Handling Memory limits on HPC clusters using slurm - mspass-team/mspass GitHub Wiki

Handling Memory Limits on HPC Clusters

Computing Job Memory Requirements

The most significant data memory use in seismic processing is normally the block of waveform data dask/spark have to move around in the cluster. There are two items that you should estimate before running a large data set on a cluster:

What is the nominal size of the data objects being moved around? For TimeSeries it is the number of samples (npts) times bytes per sample. In MsPASS all sample data is stored as real*8/double floating points so the size is 8*npts. For Seismograms objects with three components the size is 3*8*npts. For all ensembles the chunk size is the nominal number of members per ensemble times the nominal number of bytes per member. For memory use estimates it is best to treat "nominal" as the maximum expected. e.g. if you are working with TimeSeriesEnsemble data with a maximum size of 3000 with fixed length time window data 20000 samples each a rough number is 3000*20000*8=240 Mbytes. A good rough estimate for additional memory use for Metadata and other data can be had, from my experience, by adding roughly 10%. (240 + 24 = 244 Mbytes for the example).
The way dask and spark buffer data in a map operation remains a mystery to me (glp). I have found that you should multiply the value from item 1 by a factor of 4 or 5 to reduce the chances of memory problems. An additional mystery is how this interacts with the number of partitions. Our User Manual may be incorrect in saying memory use scales with partition size. I suspect dask, at least, is doing some kind of buffering and not trying to load the entire partition all at once. That, however, may be wrong. It remains one of the big current flows in using map operators with dask bags.
The processing workflow needs to move around any large data objects that appear as arguments in a parallel workflow. The most common in MsPASS are the normalization objects that cache normalizing metadata. A more extreme example is the plane wave migration code we are in the processing of adapting to MsPASS where things like travel time grids need to be passed around. In any case, the point is if the data passed as arguments is significant add an estimate of the size of all the arguments to your memory estimate. A potential solution to this issue with dask is to use their concept of an actor. An actor in dask distributed may be a way to move large objects shared by all map components only once. It might actually be more important for speed than memory use.

slurm memory limits

Slurm is a batch job submission system widely used on HPC systems. It is used at TACC and Indiana University where, at least up to now, most MsPASS development has happened.
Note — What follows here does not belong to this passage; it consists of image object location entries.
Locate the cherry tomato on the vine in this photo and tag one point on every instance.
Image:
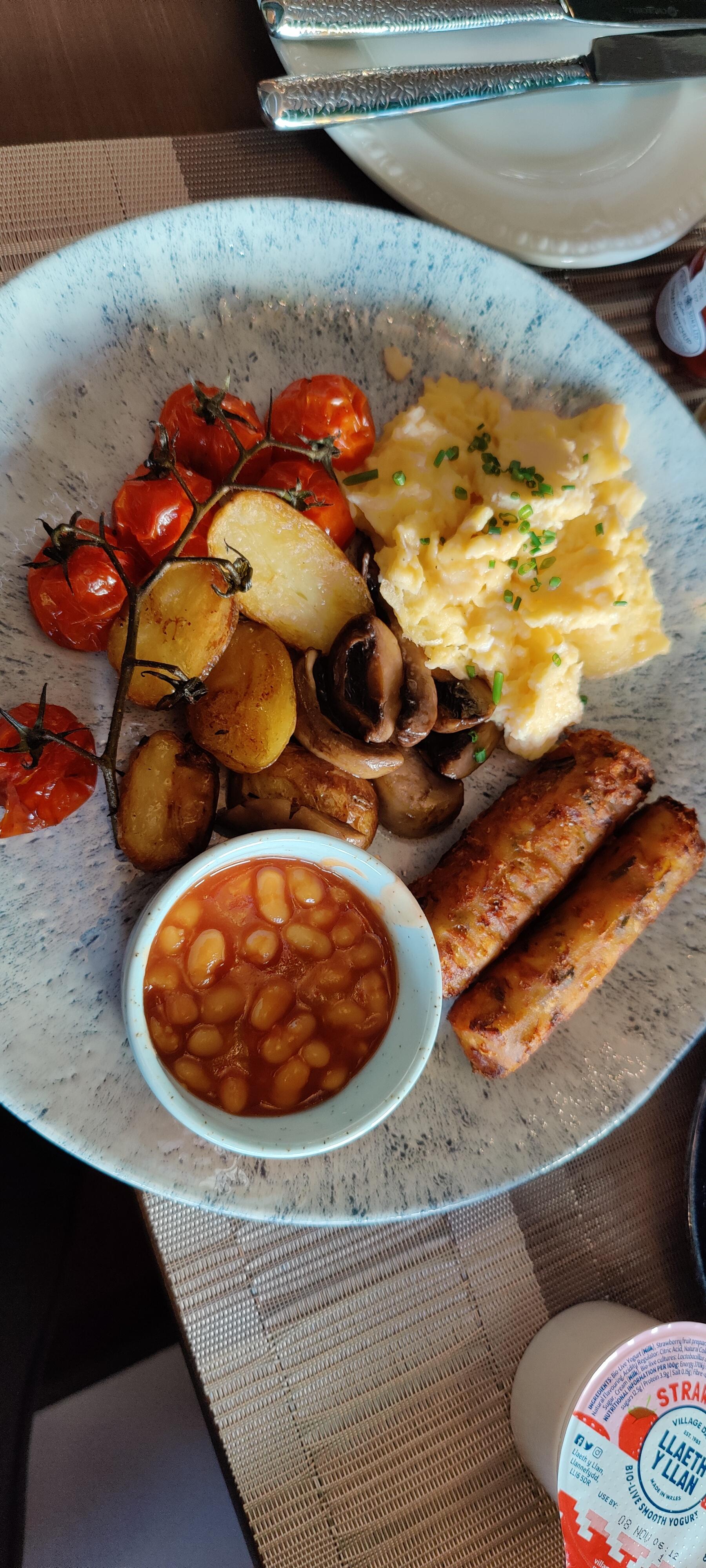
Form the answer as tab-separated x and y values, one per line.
209	448
78	608
151	510
327	407
43	796
329	507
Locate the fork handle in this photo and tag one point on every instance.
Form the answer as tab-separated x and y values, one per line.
360	18
305	103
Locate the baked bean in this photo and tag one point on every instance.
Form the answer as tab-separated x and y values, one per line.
164	976
222	1004
194	1076
164	1037
172	938
206	1040
261	946
272	1004
272	896
344	1015
316	1053
366	954
335	1080
206	956
288	1084
233	1094
181	1007
348	929
269	987
305	885
307	940
187	912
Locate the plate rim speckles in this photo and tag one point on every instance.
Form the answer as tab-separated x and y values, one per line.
283	288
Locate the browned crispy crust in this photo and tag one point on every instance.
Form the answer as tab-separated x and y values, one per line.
567	954
523	851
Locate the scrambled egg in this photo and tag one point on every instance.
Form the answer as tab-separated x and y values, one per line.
504	543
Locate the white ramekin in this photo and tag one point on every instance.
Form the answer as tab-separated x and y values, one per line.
393	1070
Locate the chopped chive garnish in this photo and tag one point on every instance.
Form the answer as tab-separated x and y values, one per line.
362	479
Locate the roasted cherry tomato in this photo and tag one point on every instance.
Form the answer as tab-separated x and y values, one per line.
327	407
208	448
153	512
78	608
329	507
38	797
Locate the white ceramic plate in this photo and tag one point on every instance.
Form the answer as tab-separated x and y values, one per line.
90	343
564	180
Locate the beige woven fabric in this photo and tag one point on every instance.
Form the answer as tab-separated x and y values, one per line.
358	1381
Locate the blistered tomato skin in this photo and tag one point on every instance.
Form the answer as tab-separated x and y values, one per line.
206	445
78	608
247	1000
327	407
43	796
151	512
327	507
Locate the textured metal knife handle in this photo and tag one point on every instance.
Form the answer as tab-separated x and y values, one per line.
302	103
365	18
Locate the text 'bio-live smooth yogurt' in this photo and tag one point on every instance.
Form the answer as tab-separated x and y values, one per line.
610	1412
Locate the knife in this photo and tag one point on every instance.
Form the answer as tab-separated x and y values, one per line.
358	18
351	96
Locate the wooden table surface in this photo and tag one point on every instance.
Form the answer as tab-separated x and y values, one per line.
129	68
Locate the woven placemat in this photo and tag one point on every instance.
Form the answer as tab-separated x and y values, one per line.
358	1381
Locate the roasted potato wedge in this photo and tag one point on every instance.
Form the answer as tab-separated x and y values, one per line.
302	791
250	710
183	623
304	586
169	804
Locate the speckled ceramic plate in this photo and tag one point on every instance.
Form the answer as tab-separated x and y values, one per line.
90	344
562	178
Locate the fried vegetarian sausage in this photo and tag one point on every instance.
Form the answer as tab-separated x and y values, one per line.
523	851
555	967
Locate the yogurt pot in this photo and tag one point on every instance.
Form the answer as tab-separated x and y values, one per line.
610	1412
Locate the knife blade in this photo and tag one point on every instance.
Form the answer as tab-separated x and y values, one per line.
308	20
616	60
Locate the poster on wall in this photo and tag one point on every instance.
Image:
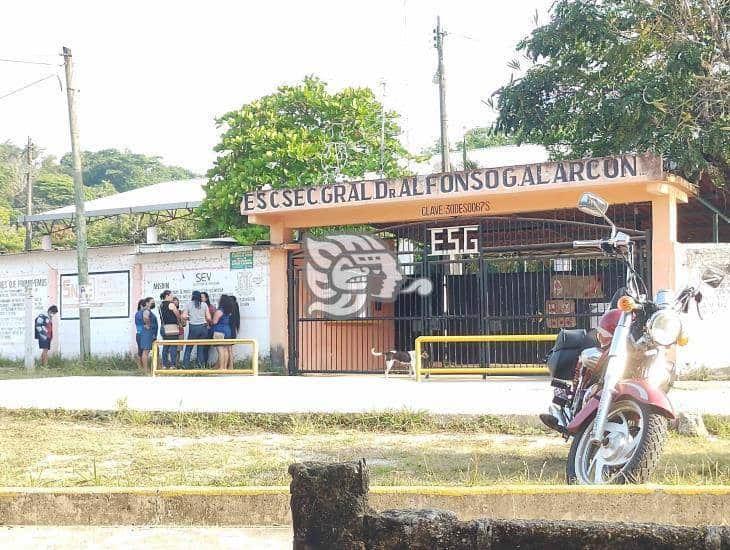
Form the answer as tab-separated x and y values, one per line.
249	286
576	286
106	295
566	311
12	305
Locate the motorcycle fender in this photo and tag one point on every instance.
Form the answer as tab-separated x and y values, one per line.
638	390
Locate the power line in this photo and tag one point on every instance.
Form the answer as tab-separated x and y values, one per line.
24	62
29	85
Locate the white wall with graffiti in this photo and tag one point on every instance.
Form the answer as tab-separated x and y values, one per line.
120	276
241	272
707	347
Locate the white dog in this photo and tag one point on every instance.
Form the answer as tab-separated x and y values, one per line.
401	357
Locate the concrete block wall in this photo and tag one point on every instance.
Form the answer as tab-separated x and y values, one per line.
708	334
148	272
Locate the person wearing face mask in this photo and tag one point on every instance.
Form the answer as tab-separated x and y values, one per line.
149	332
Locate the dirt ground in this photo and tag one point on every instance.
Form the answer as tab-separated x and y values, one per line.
48	451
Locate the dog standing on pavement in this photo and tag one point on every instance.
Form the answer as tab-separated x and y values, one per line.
400	357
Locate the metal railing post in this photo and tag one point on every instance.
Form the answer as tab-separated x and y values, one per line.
509	370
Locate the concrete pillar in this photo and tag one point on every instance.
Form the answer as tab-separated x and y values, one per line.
152	236
53	299
664	239
279	296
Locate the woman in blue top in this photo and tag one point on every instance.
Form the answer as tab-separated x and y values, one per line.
149	332
222	329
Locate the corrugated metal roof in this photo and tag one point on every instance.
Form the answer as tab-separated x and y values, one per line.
168	195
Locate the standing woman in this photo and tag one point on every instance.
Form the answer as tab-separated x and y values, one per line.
149	332
235	326
205	297
222	329
198	316
139	327
169	319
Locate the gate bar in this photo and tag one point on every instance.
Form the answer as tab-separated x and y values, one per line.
481	338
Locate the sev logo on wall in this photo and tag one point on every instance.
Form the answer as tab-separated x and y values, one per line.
107	295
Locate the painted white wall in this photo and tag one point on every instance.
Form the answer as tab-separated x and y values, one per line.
209	270
707	347
43	269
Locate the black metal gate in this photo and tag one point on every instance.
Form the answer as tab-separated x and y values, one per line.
523	277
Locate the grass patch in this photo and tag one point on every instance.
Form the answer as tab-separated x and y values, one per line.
390	422
704	374
126	447
393	422
112	365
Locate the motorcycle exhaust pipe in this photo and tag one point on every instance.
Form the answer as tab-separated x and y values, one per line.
614	373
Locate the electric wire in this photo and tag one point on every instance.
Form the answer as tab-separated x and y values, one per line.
28	85
24	62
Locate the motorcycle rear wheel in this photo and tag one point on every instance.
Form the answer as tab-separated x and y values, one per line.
633	443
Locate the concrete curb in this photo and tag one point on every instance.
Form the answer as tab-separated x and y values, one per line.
264	506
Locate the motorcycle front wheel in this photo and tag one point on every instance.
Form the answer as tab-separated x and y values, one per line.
632	445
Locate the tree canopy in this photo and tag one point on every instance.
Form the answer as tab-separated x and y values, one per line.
124	170
53	188
615	76
298	136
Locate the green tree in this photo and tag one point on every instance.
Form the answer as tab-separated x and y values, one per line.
124	170
614	76
301	135
483	137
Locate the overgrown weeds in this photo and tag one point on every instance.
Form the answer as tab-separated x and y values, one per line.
106	365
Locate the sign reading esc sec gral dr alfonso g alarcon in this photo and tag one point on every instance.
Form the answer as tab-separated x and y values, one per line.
471	183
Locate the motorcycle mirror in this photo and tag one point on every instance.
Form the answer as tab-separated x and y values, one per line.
712	277
593	205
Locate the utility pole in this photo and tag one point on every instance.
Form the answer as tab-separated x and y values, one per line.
29	195
382	129
81	247
438	36
464	160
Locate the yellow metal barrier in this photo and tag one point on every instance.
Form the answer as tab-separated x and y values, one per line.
480	338
254	370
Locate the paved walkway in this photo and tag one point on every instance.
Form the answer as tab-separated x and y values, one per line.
153	538
512	395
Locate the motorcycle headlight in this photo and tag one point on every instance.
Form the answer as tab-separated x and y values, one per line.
665	327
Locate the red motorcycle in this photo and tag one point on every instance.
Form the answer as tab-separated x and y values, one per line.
611	388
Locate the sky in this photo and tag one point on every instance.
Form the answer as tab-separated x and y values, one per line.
153	76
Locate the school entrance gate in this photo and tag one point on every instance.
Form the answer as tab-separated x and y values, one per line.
523	278
518	273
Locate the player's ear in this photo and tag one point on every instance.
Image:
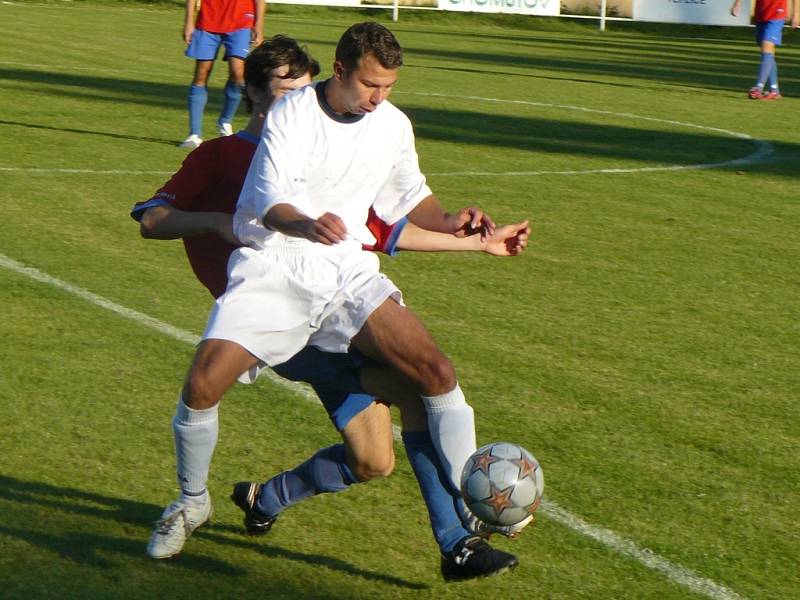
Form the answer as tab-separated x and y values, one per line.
338	70
256	94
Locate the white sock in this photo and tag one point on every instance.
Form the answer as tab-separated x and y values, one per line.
195	438
451	423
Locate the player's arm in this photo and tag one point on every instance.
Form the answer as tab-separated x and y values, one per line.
165	222
508	240
188	20
257	33
289	220
430	215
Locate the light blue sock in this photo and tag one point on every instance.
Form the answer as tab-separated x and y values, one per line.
326	471
432	478
198	96
233	94
773	76
767	64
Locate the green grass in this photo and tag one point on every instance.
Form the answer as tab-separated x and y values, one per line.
645	347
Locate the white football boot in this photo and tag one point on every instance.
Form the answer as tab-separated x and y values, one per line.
177	523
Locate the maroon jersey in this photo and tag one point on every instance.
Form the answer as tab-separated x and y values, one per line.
225	16
770	10
210	180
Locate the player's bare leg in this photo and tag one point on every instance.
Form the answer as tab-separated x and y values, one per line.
395	336
216	365
369	443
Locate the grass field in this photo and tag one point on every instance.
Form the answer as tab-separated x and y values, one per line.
645	347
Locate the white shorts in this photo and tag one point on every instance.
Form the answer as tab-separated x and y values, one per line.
281	299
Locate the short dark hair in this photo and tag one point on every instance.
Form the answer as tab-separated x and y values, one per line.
366	38
277	51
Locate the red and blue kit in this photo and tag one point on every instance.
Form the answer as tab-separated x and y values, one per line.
225	16
770	10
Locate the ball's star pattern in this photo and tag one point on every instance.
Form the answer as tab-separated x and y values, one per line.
482	461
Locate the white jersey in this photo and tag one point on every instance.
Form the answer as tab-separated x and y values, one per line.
320	161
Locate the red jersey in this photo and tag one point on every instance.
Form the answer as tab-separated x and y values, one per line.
210	180
770	10
225	16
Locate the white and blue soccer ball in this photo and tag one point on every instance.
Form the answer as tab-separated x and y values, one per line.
502	484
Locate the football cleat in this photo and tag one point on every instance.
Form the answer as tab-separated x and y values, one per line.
474	525
771	95
245	495
473	557
192	142
177	523
224	128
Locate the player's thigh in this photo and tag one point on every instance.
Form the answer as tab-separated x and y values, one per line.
369	442
394	335
388	384
202	71
216	366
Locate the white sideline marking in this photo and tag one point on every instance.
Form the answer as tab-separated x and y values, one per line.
763	149
762	152
672	571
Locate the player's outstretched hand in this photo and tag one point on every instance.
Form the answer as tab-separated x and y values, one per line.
508	240
328	229
472	220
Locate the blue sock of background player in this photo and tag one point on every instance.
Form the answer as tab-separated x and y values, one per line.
766	68
233	94
198	96
772	79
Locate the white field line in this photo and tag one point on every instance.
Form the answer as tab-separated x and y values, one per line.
672	571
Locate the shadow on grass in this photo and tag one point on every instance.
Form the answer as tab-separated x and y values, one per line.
108	134
40	502
579	134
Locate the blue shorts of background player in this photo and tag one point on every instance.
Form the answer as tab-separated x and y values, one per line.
770	31
336	378
205	45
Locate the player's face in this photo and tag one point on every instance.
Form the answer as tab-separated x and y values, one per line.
365	87
278	86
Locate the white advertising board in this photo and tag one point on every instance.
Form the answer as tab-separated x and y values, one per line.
697	12
518	7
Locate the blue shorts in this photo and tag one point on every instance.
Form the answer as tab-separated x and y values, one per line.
334	377
205	45
770	31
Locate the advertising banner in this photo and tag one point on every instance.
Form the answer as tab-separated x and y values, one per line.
320	2
697	12
519	7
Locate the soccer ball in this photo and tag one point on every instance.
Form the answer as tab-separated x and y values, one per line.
502	484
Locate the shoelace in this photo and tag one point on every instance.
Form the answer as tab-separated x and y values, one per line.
165	525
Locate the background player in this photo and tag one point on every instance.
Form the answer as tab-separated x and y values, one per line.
235	24
769	18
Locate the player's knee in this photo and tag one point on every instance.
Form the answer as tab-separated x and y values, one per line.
373	467
437	375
To schedule a batch job, certain Slurm setup will require to know how much memory a job may need. This is usually the case if the system share nodes among multiple users. That process is complicated by the fact that it needs to deal with everything from big memory serial jobs to a job requesting many nodes with only a small small memory requirement. It has two ways to define memory requirements that are very different:

The more common --mem is a request for TOTAL MEMORY RESOURCES for this job. If your job requests multiple nodes the memory assigned per node is divided equally between the nodes. (e.g. if you use 4 nodes and have --mem=200G each node will run in a memory block of 50G). This is the way most MsPASS jobs should be run to avoid confusion.
The alternative is --mem-per-cpu which slurm's documentation says is "memory required be allocated cpu". What that means, is complicated by the ambiguity in slurm of -n which they define as "the number of tasks to be launched", -N defined as "node count for the job", and "--cpus-per-task" defined as "number of cpus required per task". That is confusing because it appears slurm has support for heterogeneous job scheduling. For the standard configuration we have been using where the "primary node" runs the dbserver, scheduler, and front end and all other nodes are pure workers, a simple model is to set -N and -n equal. In that case, --cpus-per-task would be the same on all 4 nodes and the total memory request would be N*(cpus-per-task)*(mem-per-cpu). e.g. the following would request 4 nodes with each node requiring 20 cpus and 200 GB of memory per node and a total of 800 GB of cluster memory (a large requirement even by modern standard):

#SBATCH -N 4
#SBATCH -n 4
#SBATCH --mem-per-cpu 10G
#SBATCH --cpus-per-task 20